Prefiro assim, confesso, pois talvez regressem (ou não) com outro tipo de contexto. Pelo menos, espero que já com dados que permitam avaliar até que ponto este desconfinamento que é gradual no papel, mas quase só relativamente a escolas, restauração e serviços públicos, poderá causar uma eventual quarta vaga de contágios. Já se sabe que o Rt está a subir, o que era inevitável, desde 10 de Fevereiro, tendo ultrapassado o limite de 1 no Algarve e estando muito próximo desse valor no Alentejo e Norte.

De acordo com o relatório, divulgado no sábado, da Direção-Geral da Saúde e do Instituto Nacional de Saúde Dr.

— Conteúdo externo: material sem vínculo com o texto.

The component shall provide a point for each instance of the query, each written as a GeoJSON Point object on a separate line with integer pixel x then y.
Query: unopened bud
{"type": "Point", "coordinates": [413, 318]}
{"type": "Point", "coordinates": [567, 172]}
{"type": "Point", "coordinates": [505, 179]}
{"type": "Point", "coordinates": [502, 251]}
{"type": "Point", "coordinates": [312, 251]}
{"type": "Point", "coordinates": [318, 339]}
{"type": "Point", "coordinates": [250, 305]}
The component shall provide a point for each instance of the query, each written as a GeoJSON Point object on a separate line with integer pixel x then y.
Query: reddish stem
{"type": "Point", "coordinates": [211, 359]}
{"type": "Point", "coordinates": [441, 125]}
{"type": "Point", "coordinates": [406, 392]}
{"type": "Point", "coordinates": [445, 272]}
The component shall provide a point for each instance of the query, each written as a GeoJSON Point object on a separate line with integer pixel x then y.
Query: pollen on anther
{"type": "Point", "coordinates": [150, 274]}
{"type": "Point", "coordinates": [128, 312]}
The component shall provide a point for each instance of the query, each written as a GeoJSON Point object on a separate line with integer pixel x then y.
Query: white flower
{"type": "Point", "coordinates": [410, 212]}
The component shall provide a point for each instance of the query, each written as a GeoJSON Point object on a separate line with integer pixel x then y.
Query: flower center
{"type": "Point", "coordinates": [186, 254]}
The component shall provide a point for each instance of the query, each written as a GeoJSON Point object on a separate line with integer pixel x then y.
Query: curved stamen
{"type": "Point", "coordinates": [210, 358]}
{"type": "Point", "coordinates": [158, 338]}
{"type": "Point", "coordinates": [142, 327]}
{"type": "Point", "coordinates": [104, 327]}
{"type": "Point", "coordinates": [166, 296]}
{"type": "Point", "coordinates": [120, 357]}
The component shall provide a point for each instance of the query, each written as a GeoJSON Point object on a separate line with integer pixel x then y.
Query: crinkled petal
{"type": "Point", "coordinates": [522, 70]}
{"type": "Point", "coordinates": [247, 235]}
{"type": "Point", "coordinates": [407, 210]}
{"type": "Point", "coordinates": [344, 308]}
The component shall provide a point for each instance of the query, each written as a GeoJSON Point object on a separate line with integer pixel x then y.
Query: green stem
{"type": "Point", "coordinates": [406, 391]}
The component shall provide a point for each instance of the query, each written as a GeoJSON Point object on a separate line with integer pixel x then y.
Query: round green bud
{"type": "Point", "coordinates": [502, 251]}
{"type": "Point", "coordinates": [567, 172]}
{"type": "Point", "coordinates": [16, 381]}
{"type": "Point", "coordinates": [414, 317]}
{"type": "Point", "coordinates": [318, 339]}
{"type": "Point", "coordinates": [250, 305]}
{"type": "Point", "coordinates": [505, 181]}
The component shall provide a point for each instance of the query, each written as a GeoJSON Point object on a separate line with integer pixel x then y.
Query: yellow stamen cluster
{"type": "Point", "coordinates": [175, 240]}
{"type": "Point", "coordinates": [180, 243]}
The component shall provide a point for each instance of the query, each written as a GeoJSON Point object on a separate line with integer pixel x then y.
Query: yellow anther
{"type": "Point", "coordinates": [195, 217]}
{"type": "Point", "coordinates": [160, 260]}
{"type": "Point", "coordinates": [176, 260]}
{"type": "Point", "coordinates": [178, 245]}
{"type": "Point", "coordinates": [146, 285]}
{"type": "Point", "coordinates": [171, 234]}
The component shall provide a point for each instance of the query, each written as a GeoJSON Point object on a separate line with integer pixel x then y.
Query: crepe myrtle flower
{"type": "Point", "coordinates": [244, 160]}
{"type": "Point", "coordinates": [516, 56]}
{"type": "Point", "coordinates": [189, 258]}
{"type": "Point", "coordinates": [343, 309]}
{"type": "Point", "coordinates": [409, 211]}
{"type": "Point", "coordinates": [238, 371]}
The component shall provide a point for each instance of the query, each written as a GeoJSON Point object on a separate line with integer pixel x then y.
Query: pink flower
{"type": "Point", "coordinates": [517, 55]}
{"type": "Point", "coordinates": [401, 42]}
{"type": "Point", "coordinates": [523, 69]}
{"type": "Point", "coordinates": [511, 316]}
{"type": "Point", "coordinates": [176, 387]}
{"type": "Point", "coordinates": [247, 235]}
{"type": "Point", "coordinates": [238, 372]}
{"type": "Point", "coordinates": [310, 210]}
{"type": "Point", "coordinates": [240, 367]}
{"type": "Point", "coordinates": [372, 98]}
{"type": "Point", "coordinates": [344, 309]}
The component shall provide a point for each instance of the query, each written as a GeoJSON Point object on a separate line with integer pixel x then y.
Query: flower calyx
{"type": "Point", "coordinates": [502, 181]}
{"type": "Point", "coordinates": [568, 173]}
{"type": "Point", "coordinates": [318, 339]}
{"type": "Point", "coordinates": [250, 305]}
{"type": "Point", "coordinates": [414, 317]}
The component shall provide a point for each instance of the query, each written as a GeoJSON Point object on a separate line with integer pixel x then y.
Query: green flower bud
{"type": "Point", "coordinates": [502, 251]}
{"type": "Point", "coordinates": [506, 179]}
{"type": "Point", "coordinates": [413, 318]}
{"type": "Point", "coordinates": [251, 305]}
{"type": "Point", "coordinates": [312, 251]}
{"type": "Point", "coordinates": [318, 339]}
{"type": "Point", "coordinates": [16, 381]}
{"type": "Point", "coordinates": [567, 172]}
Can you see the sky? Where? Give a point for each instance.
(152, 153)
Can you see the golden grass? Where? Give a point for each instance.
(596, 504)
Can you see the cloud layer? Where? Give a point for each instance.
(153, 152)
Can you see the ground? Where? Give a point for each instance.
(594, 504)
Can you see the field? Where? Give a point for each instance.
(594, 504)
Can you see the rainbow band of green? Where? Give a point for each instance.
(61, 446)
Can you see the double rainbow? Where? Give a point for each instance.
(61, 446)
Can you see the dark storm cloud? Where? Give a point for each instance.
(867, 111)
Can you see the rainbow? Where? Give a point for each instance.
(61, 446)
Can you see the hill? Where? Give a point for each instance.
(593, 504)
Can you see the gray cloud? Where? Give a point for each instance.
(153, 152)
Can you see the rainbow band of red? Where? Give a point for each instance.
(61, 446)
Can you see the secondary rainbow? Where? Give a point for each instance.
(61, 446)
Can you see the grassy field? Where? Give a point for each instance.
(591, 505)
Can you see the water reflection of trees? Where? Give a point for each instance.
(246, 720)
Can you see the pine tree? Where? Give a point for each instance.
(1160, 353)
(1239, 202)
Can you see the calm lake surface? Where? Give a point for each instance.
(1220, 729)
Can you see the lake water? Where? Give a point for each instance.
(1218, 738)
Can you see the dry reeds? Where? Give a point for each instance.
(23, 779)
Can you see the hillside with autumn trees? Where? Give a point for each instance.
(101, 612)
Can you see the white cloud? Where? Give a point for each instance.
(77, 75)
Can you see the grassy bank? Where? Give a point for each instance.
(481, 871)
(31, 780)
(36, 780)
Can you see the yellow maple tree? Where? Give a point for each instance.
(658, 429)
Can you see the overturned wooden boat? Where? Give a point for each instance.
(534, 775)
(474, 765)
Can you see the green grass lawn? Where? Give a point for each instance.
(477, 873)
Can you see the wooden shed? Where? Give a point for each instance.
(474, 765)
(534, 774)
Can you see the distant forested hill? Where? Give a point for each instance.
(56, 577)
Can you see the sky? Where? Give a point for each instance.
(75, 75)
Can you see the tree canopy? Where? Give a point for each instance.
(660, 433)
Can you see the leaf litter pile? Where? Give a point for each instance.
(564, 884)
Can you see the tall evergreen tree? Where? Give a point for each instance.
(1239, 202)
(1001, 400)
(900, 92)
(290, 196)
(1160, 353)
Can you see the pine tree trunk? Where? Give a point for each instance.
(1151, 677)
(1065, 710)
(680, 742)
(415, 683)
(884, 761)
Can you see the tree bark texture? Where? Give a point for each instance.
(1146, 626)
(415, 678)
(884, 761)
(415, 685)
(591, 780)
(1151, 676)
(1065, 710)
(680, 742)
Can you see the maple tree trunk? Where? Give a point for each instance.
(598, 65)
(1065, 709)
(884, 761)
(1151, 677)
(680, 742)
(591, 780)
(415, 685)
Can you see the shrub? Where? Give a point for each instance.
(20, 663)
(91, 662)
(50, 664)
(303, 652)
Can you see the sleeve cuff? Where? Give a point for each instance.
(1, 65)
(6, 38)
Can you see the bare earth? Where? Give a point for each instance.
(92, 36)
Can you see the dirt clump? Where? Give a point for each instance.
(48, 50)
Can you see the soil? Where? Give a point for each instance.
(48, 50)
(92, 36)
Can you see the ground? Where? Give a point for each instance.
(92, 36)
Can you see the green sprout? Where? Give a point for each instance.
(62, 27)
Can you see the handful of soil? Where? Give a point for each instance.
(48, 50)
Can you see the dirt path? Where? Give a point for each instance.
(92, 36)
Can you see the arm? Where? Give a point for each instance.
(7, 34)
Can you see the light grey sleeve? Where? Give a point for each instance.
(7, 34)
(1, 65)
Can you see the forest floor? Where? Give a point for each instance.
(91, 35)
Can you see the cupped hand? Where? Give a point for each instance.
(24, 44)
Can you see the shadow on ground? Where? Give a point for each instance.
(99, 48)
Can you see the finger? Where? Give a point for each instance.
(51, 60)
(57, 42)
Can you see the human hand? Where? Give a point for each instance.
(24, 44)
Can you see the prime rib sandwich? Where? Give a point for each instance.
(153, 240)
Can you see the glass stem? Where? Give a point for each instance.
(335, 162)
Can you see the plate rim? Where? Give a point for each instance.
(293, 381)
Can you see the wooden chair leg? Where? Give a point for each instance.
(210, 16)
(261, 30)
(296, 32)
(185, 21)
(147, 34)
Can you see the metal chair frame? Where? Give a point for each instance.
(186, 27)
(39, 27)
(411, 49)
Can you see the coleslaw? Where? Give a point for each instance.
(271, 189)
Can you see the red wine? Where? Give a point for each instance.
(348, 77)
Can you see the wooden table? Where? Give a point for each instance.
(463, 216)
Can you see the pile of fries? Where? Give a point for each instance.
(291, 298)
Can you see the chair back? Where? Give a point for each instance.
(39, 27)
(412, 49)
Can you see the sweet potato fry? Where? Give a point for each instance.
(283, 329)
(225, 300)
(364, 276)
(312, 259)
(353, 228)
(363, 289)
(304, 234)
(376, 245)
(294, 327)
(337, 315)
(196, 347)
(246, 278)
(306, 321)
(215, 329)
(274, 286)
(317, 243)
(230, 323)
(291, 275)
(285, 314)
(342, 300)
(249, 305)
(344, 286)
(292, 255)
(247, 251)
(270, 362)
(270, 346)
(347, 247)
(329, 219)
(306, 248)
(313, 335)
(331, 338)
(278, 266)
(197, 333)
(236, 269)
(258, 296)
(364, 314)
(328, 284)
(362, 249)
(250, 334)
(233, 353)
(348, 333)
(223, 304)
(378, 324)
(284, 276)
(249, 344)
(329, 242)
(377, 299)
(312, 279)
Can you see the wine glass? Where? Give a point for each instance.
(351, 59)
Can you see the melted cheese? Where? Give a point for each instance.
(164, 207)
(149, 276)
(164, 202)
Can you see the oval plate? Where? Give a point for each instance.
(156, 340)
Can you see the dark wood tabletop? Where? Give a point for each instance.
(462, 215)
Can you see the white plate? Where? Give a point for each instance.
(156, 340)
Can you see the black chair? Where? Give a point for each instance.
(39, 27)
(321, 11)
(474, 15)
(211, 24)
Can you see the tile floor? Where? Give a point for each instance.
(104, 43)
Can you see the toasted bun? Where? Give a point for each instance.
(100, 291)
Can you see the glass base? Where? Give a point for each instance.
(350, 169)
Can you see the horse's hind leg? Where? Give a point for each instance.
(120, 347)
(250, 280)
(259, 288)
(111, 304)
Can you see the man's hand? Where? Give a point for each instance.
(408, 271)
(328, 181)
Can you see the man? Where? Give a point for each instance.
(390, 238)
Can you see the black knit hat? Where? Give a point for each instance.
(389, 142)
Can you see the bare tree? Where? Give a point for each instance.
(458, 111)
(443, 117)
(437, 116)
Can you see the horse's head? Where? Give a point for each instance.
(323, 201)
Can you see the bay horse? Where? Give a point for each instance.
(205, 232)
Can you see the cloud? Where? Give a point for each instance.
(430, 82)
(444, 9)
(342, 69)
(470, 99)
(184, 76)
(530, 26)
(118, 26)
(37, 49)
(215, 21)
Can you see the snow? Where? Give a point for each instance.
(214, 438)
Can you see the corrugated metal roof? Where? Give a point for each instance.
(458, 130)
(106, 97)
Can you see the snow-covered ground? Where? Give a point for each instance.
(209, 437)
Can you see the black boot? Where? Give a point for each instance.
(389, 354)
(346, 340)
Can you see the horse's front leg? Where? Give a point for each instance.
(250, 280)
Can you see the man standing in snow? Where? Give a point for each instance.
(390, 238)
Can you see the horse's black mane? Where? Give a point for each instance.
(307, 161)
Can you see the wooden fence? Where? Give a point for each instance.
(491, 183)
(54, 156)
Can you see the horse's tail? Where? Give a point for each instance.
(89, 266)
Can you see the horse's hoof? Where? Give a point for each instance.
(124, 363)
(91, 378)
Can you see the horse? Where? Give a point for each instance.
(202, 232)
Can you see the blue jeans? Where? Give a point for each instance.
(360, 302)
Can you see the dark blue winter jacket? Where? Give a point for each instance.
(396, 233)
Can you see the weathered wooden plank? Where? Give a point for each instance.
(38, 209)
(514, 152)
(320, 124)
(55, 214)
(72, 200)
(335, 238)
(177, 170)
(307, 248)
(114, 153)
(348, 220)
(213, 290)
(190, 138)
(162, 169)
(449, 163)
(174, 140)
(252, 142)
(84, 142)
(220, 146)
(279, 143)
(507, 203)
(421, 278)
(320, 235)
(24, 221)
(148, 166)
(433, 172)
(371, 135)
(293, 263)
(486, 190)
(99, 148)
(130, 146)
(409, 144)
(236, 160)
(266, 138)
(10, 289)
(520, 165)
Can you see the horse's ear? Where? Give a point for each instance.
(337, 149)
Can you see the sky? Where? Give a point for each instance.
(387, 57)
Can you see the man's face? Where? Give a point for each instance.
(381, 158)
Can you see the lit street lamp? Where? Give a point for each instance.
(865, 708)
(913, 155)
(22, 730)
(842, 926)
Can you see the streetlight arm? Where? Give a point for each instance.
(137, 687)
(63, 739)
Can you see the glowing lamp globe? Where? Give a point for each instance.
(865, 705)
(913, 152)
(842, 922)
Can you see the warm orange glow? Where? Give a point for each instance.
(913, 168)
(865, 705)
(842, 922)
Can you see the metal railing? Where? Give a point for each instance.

Ricardo Jorge “a análise global dos diversos indicadores sugere uma situação epidemiológica controlada, ou seja, transmissão comunitária de moderada intensidade e de reduzida pressão nos serviços de saúde nas próximas semanas. (…) O atual período pascal e o início do desconfinamento são fatores que podem interferir nesta situação, com reflexos que demorarão algumas semanas a ser visíveis".

É este atraso de semanas na capacidade de analisar a situação que me preocupa, desejando que antes de dia 19 se tomem decisões com base empírica actualizada e não apenas sob a pressão de um grupo de opinadores muito mediatizados. Porque, se é verdade que experimentámos um período dramático da pandemia antes de outros países europeus, não é menos evidente que se na Europa os indicadores estão a disparar antes de qualquer possibilidade de “imunidade de grupo”, dificilmente isso passará ao nosso lado. 

*Por decisão do autor, o presente texto não segue o novo Acordo Ortográfico.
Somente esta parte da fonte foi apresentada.